Our culture can seem obsessed with finding “work-life balance.” But for those pursuing creative careers, it can prove challenging simply to find “work-work balance” – that is, how to juggle the work that allows us to survive and the work that feeds our passions.
Allocating our resources of time, money, energy and mind-space can feel particularly daunting at the beginning of our careers. Determining the number of students we accept into our teaching studio so that we still have time to practice – let alone gig – is a balancing act between time and money. Affording ourselves the uninterrupted mind-space to compose can feel expensive when we weigh it against the money we could earn from a second hustle.
In this month’s issue, we look at how musicians can address practical realities and turn them to their advantage.
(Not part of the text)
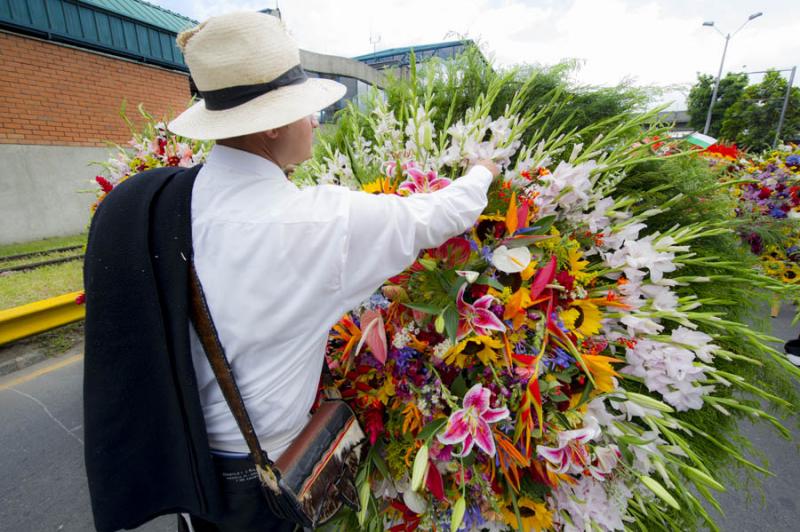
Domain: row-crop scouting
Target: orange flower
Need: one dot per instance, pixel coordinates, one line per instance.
(515, 308)
(602, 372)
Musician and financial planner Tad Gray writes an open letter to his two children, both of whom are accomplished performers on track to successful careers, offering encouragement and financial advice at the cusp of their adult lives.
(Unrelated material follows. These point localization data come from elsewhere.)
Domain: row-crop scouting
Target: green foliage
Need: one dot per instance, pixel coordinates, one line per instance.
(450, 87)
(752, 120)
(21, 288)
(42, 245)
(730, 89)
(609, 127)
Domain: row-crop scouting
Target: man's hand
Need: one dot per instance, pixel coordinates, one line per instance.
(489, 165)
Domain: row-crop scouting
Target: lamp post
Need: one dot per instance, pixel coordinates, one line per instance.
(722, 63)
Then, managing editor Elizabeth Nonemaker suggests a reprieve from financial and day-to-day worry with the artist residency, surveying the programs that deliver the biggest bang for your buck.
Joe Brent balances us out with a plunge back into music for music’s sake. Continuing our interview series re/CREATE, he presents Emily Hope Price and her stunning reimagination of “If You Were Here” by the Thompson Twins.
Sylvia Yang launches our next edition of the 21CM Connect: Book Club, guiding readers through Tim Page’s funny and heartbreaking memoir, “Parallel Play,” and we welcome Cristina Spinei as this month’s POP Picks curator.
Thanks for joining the conversation.